Il Giardino dei Semplici (also spelled just as Giardino dei Semplici and often referred as GDS) are an Italian pop-rock music group, mainly successful in the 1970s and 1980s.
Formed in late 1974, throughout various decades they have released 17 studio records, 3 live albums, 18 singles and many Greatest Hits albums. They have sold 4 million records.

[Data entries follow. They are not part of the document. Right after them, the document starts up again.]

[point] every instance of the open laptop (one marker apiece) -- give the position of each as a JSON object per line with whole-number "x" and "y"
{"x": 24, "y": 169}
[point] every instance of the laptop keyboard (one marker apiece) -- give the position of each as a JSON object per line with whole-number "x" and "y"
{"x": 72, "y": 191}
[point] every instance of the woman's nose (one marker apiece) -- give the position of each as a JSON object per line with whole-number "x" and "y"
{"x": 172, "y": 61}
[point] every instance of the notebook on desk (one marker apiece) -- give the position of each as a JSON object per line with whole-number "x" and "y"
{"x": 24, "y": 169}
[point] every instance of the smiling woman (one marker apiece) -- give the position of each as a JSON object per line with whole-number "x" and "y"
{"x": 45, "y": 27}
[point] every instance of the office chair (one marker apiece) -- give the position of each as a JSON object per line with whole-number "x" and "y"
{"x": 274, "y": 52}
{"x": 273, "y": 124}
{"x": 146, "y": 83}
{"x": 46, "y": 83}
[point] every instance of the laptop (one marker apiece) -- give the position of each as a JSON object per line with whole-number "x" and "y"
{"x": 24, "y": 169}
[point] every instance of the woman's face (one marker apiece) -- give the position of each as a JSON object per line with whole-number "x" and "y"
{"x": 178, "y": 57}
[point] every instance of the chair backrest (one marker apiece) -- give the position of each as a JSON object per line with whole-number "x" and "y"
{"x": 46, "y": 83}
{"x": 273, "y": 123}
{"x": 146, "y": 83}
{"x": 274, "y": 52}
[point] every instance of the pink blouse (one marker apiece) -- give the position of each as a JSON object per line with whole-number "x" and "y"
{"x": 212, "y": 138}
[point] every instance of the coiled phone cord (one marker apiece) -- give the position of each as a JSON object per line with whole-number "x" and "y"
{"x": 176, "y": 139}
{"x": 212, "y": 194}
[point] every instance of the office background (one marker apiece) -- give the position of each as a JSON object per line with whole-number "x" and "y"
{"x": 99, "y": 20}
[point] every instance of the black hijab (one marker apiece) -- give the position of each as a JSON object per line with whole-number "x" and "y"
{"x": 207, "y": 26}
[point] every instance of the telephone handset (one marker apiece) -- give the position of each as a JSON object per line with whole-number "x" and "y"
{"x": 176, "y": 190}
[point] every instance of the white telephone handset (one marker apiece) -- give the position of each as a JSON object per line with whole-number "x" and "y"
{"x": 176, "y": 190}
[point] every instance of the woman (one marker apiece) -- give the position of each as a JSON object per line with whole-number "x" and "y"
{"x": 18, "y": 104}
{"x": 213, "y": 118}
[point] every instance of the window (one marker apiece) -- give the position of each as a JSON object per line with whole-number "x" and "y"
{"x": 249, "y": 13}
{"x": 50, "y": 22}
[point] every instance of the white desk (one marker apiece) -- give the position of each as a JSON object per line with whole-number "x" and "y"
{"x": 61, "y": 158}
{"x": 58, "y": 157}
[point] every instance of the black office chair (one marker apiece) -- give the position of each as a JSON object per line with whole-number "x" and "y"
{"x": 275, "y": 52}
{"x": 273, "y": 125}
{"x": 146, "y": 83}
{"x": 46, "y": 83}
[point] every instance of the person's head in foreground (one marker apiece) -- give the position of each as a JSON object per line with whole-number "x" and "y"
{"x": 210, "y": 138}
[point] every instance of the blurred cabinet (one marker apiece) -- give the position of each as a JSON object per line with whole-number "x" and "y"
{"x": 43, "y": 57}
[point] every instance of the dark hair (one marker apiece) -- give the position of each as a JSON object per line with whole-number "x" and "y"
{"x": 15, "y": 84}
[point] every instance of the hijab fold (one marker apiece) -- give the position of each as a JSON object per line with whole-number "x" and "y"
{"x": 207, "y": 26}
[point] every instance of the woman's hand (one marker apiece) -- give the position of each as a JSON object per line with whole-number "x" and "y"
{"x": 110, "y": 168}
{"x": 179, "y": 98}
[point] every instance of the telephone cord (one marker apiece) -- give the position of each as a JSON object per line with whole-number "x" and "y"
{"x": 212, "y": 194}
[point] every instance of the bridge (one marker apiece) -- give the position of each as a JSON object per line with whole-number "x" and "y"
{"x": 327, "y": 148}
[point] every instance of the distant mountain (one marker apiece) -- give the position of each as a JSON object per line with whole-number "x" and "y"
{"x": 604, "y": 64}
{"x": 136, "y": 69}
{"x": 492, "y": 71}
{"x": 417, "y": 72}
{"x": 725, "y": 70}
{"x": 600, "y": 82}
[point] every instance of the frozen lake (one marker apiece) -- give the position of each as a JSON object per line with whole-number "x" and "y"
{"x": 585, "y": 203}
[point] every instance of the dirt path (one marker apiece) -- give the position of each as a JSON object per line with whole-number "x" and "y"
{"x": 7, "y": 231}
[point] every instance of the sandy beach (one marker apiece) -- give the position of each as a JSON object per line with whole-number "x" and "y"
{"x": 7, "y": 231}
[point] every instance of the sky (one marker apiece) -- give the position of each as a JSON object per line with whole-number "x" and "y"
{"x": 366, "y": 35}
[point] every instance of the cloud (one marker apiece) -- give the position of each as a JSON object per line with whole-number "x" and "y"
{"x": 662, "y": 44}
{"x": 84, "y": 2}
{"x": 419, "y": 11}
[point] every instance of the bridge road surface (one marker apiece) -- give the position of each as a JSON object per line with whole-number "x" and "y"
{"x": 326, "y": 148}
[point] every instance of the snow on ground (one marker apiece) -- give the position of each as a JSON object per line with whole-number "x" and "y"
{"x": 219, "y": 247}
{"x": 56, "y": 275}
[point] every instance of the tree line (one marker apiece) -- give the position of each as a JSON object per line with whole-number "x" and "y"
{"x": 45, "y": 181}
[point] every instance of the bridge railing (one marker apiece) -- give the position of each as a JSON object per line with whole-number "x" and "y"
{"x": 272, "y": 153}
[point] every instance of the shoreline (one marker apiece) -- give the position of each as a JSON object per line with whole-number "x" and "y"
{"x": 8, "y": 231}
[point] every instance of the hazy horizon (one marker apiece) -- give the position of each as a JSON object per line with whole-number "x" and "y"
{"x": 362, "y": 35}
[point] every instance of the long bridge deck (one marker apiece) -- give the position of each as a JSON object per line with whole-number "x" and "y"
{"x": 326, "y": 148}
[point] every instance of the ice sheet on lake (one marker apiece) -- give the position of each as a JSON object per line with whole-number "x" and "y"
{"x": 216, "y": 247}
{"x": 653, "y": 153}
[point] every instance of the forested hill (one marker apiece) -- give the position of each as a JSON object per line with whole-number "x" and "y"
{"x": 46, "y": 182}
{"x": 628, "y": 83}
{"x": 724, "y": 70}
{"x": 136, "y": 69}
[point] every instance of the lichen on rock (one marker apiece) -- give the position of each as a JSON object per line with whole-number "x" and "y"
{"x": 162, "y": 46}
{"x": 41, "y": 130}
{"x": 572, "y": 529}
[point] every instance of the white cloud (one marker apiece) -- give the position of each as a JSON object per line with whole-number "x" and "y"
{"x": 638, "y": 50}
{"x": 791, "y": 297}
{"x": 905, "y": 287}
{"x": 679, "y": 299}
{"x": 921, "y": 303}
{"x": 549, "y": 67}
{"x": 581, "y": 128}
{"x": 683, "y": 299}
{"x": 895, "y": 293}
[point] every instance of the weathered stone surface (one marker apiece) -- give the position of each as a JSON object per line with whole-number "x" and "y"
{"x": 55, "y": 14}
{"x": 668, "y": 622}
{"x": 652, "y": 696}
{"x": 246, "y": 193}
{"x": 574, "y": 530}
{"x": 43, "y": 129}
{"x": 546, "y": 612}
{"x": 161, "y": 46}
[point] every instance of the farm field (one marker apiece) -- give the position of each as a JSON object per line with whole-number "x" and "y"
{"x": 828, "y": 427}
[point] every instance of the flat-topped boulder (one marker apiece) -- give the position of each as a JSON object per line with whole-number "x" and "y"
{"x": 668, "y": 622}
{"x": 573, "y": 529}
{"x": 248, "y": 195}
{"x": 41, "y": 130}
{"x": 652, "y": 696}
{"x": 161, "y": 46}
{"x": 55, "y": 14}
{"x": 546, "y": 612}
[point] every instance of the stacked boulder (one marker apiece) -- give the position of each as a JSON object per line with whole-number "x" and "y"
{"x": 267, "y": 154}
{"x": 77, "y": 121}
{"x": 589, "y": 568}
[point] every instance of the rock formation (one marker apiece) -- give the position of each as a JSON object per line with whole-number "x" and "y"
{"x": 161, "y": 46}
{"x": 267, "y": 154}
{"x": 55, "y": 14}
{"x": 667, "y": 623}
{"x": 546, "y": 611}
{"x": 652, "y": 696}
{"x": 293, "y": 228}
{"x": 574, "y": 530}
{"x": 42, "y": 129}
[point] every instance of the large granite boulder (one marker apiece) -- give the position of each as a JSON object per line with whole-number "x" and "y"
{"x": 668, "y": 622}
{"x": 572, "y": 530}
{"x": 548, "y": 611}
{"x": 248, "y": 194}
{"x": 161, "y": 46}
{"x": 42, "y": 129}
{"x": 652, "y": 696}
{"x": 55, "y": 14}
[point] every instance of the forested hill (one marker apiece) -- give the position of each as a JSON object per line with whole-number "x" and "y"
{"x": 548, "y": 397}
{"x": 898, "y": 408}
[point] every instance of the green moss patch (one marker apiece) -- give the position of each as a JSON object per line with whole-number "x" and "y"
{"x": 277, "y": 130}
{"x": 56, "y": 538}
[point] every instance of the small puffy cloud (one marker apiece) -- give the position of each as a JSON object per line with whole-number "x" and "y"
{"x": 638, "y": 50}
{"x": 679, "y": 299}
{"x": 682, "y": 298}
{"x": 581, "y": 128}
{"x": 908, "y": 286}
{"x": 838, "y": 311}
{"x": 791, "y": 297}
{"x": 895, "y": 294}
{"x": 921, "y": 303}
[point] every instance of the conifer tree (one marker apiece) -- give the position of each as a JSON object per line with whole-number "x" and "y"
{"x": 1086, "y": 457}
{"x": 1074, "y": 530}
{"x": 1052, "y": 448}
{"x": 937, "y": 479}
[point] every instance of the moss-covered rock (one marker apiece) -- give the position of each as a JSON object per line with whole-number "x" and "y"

The group is known for its lead vocalists and singing in its signature choral falsetto; their music is a blend of genres.

== Career ==
The group was formed in Naples by Gianni Averardi and Gianfranco Caliendo, in June 1974; it was officially launched in 1975 under the production of Giancarlo Bigazzi and Totò Savio. They got an almost immediate huge success, with several singles charting on the Italian hit parade. Characterized by a style which mixes Neapolitan tradition and melodic pop-rock, they got their biggest hit in 1976, peaking at the third place on the Italian hit parade with Tu, ca nun chiagne, a cover version of a 1915 Canzone Napoletana classic. In 1977 the group entered the main competition at the Sanremo Music Festival with the song Miele, which sold 1 million copies.
They attended at the popular music competition Festivalbar three times, scoring smash-hits: M'innamorai (1975); Vai (1976); Concerto in La Minore (dedicato a lei) (1978).
Their 1979 song Silvie was a success in the Scandinavian countries. Later, the song was covered by artist Katri Helena with the title Helsingin helle, becoming a hit in Finland.
In 1982, the group decided to self-produce their work.
Their bestseller in the Eighties was the album Ed è subito Napoli, which revisited classic Neapolitan songs through acoustic, electric and electronica music arrangements.
In 2001, lead singer and guitarist Gianfranco Caliendo co-wrote and co-produced the Italian hit Turuturu (often spelled as Turu Turu) - 3rd place at the Sanremo Festival in the "Young Section" - which eventually sold 2 million and 200,000 copies in the world, once being rearranged and performed by various artists as Sandy & Junior and Gisela.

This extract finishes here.